Myanmar Govt Lost $50 million in Tax to Beer Smugglers in 2016

By Myo Pa Pa San 24 November 2017

Yangon—Illegal beer imports cost the Myanmar government around $50 million in tax revenue in 2016, according to a report by global research firm Euromonitor International.

Nearly 1 million hectoliters — up to 30 percent of all the beer sold in Myanmar — was illegally imported, according to the report released on Monday. Euromonitor estimated the loss in tax revenue at $48-52 million.

To support local producers, the government has prohibited imports of alcoholic beverages since 1995. Only certain hotels and duty-free shops are permitted to import foreign brands, a policy that has given rise to a thriving black market for beer.

An estimated 80 percent of smuggled beer enters via the Thai border, with the rest coming through the Chinese border. Most of it is sold in areas near the borders, according to the study.
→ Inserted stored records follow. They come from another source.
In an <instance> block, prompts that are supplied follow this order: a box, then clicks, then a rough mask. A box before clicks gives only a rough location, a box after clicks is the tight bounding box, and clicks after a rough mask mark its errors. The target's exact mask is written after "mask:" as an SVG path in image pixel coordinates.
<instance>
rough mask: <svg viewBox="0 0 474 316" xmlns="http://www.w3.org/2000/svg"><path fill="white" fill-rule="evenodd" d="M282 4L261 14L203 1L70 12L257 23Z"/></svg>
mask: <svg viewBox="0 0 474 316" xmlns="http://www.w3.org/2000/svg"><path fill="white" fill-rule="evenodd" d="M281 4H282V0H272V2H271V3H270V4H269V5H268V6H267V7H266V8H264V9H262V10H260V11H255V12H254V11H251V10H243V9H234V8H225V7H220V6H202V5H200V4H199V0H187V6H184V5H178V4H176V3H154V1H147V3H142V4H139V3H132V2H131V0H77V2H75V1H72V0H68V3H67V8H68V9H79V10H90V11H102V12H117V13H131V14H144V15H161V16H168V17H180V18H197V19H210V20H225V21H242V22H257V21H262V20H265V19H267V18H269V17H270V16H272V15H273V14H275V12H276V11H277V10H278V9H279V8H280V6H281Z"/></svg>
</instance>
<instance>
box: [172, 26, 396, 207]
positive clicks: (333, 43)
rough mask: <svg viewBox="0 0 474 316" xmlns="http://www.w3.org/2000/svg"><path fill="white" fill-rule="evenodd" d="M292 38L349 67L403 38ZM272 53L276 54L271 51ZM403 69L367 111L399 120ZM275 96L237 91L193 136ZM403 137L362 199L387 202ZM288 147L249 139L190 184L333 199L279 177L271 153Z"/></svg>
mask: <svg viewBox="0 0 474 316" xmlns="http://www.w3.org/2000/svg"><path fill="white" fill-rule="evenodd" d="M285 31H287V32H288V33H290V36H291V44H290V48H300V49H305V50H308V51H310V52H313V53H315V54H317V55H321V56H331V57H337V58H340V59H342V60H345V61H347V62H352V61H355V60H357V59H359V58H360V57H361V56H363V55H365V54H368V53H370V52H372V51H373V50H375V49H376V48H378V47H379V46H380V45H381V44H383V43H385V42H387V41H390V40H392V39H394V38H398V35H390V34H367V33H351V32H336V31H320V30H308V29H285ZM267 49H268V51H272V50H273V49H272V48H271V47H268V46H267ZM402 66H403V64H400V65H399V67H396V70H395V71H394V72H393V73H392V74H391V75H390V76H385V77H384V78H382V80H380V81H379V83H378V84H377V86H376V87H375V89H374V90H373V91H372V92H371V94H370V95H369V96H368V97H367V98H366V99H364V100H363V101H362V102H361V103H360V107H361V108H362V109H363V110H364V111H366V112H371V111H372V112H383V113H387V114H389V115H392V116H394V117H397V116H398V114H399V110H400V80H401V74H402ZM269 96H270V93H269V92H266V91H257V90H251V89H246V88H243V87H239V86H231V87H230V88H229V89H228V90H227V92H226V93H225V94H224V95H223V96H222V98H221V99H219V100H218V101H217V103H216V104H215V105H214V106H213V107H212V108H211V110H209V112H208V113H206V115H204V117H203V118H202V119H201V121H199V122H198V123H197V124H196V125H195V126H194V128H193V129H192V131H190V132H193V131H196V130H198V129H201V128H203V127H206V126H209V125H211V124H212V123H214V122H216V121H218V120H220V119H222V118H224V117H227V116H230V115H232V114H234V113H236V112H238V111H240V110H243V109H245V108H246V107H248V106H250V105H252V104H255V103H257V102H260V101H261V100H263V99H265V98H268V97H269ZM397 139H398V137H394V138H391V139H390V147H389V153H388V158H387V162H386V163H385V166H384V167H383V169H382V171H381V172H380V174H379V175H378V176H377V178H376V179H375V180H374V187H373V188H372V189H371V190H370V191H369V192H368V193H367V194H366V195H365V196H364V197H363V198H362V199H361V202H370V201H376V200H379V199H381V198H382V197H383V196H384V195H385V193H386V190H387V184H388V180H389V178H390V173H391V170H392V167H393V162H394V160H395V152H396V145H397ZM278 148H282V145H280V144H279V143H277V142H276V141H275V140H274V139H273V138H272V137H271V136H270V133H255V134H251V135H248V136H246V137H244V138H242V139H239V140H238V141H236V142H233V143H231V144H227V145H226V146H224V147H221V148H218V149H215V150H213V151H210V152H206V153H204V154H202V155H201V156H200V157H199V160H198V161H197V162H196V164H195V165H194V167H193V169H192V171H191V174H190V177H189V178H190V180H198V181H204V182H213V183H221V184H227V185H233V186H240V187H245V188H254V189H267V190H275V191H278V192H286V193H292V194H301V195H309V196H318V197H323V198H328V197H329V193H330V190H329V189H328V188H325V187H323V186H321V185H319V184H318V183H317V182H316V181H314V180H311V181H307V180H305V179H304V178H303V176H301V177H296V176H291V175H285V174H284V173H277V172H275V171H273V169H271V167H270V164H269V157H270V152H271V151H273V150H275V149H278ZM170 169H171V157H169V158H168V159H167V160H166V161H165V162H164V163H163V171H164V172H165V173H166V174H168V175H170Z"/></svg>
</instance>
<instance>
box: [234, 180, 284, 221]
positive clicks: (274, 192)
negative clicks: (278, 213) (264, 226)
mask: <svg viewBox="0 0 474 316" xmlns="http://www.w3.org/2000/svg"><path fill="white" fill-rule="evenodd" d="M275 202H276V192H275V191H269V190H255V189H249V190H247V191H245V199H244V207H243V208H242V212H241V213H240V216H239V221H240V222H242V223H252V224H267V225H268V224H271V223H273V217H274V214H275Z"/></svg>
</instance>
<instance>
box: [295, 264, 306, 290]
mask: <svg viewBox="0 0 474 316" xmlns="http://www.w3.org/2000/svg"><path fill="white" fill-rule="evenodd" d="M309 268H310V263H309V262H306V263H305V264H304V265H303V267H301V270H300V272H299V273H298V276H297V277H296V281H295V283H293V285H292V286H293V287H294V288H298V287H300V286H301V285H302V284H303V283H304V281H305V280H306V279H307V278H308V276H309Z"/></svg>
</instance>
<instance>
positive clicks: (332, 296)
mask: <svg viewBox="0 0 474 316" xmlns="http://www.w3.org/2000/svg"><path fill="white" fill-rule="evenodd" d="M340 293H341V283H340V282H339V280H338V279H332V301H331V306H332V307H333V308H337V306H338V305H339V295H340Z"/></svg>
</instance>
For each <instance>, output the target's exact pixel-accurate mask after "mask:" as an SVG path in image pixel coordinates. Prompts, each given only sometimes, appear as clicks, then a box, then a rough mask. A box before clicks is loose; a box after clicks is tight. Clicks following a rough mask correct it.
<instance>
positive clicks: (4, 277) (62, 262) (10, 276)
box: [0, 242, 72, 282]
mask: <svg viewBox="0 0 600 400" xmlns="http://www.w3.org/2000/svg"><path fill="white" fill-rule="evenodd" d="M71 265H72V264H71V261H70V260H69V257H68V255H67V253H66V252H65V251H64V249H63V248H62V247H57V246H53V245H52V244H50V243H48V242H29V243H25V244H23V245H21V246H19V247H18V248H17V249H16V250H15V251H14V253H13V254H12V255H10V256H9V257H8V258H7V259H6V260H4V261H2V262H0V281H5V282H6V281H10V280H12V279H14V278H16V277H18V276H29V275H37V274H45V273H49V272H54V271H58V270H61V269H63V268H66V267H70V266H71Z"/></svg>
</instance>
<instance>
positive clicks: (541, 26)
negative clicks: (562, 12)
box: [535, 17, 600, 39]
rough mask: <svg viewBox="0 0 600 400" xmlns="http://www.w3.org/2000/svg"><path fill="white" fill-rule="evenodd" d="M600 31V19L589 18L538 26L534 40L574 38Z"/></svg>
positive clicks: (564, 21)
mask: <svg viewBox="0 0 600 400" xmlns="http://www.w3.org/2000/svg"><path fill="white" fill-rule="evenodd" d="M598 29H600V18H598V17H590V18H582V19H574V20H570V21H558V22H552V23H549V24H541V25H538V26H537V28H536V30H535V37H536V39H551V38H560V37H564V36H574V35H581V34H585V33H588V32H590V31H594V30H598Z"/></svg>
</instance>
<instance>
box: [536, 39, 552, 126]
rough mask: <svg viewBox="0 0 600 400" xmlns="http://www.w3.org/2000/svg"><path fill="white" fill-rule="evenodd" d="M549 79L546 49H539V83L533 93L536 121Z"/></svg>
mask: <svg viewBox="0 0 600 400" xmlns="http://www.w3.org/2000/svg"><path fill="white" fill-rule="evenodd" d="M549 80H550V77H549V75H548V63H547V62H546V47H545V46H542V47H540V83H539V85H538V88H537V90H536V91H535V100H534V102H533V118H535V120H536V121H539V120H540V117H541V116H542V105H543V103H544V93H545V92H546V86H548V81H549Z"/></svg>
“Not only beer, but also various brands of food and beverages are being smuggled into the country across the Thai and Chinese borders. They are sold cheaply, as no tax is paid. The government is losing tax revenues and local brewers are losing sales,” said an official of the Myanmar Brewers Association who requested anonymity.

Affordability is the key driver of smuggled-beer consumption, according to the report, with a 330 ml can of smuggled beer costing about 35 percent less than locally produced beers on average.

“Local brewers have to pay tax to the government and bear other operating costs. So they cannot compete on price with smuggled beer. And consumers choose the cheaper ones,” the brewers association official said.

Nearly 30 illegally imported beer brands are available in Myanmar, 95 percent of them well-known Thai brands, the official said.

The local beer industry paid 150 billion kyats in tax to the government under the Special Goods Tax Law in 2016, according to the report.

According to Euromonitor International, one of the biggest independent providers of strategic market research in the world, the study was done between August and November 2017 in four townships: Mawlamyine in Mon State, Myawaddy in Karen State, and Tachilek and Taunggyi in Shan State.

The research included extensive desk research, store audits in the four townships and interviews with retailers, distributors and government officials, Euromonitor said.